You want information to come out to affect change, whether or not it's the truth.  The bottom line here is that we don't know that the workout specifically causes hospitalization.  In fact, we know it didn't for years.  And even if it did, it doesn't automatically mean we shouldn't work as hard.  Most people's jobs cause the kind of stress that leads to long-term health problems.  But I have yet to have a job where the boss says "sorry 'bout that" and you don't have to do anything that could potentially cause you future discomfort or pain.

Since: Nov 2, 2008
Posted on: February 4, 2011 10:42 am

More information is good in the Iowa case

So let me get this admit to being selfish, you back-handedly admitted you are glad these people BROKE THE LAW so you could hopefully get information about a story that up to this point you have pretty much had zero information on. I think you want the information so bad because you were so off base with your original story.  Do you think all information should be public?
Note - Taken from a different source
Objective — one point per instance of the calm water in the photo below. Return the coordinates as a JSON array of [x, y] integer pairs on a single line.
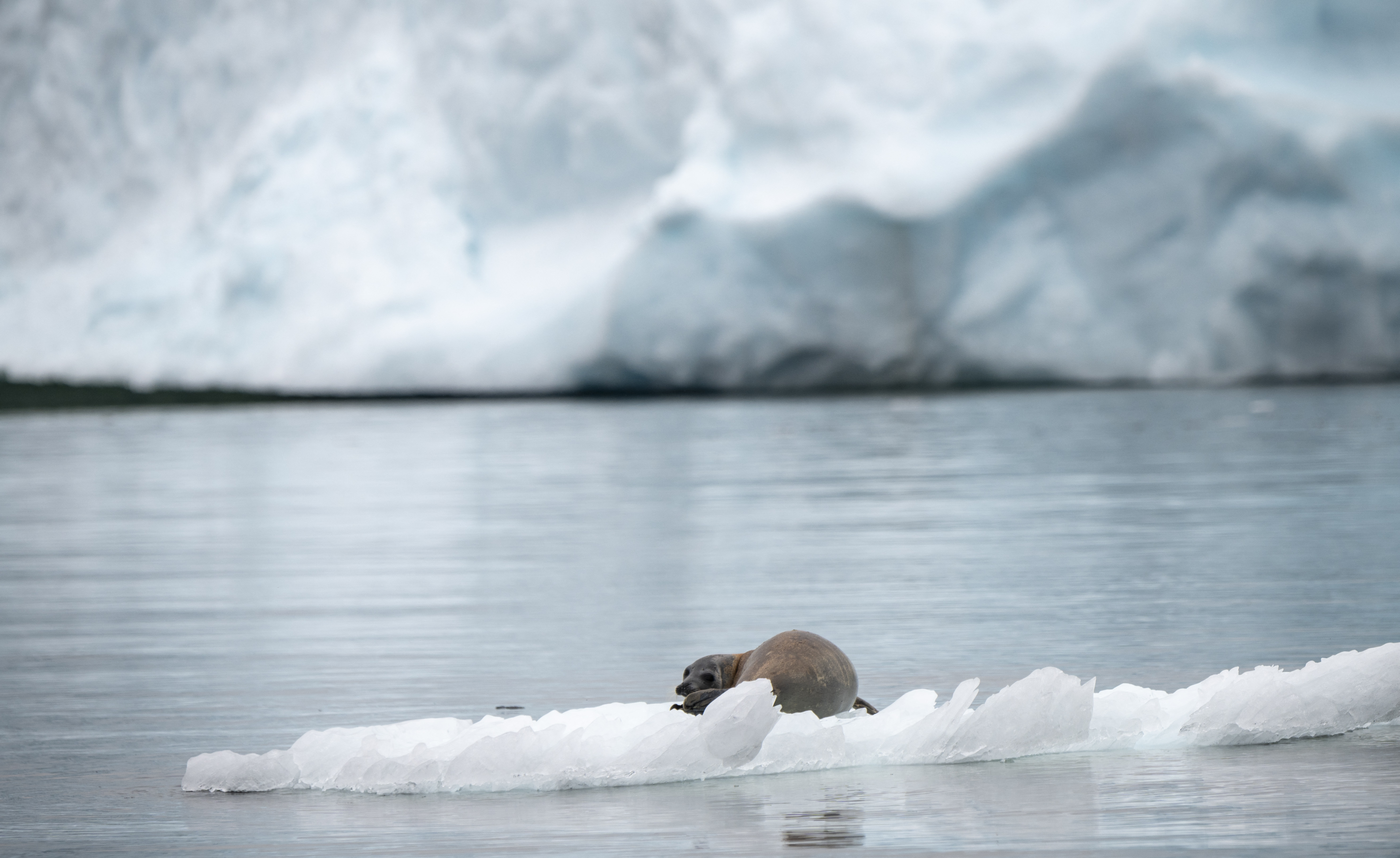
[[176, 582]]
Are friends with Julian Assange? I imagine (and this is a guess)...see i can admit when i don't know the facts...that those people who work for the hospital some how were trying to leak information to the press about the conditions of the players and were getting paid for it (all a guess). Its illegal DODD, and for you to condone that type of behavior shows your character! CBS should fire you!

Since: Feb 13, 2008
Posted on: February 4, 2011 10:29 am

More information is good in the Iowa case

Hey Dodd, can I get the name of your Doctor?  I'd like to access your own personal medical records and those of any family you might have.  After all, more information is good right?

Since: Nov 3, 2006
Posted on: February 4, 2011 10:13 am

More information is good in the Iowa case

Hmm, I am usually one of the first to jump on Dodd, but I just can't pile on to this attack.  I actually don't agree with his position, and I am a staunch defender of the right to privacy.  However, as consumers of journalistic media, we have all helped create this situation where there is a desire to ferret out information.  I see the positive side, where we as a society can learn from a dangerous situation and help avoid repeating it, or bring to justice those who have done wrong and seek to cover it up.  I also see the negative side, where journalists become single minded in their pursuit of the scoop, of outing someone, of being the one to free the information.  I think this is a more complicated issue than people are realizing.  I often think Dodd is an idiot for other reasons, but I have to give him a pass on this one.  Its his job to seek this info out, and not only will CBS not fire him, but relentless attacks on the blind status quo are actually a hallmark of good investigative journalism.  I don't think there's a pulitzer in this, but I get it.

Since: Aug 30, 2006
Posted on: February 4, 2011 9:33 am

More information is good in the Iowa case

What all the Dodd-haters are missing is that a practice in college football has become hazardous, NOT potentially hazardous, but hazardous...13 players in the hospital (and how many more that we don't know about, surely you don't believe there aren't more) and 21 dead mandates this be labeled a hazardous practice. This is a wake-up call to all colleges (not just Iowa) and coaches to find out more about the body's limitations before more young men are hurt...these guys aren't paid athletes, but they do have a intense desire to become professionals and will blindly follow whatever instruction they are given. That being said, someone has to sure they are training safely. It is not an Iowa-only concern, at least it shouldn't be.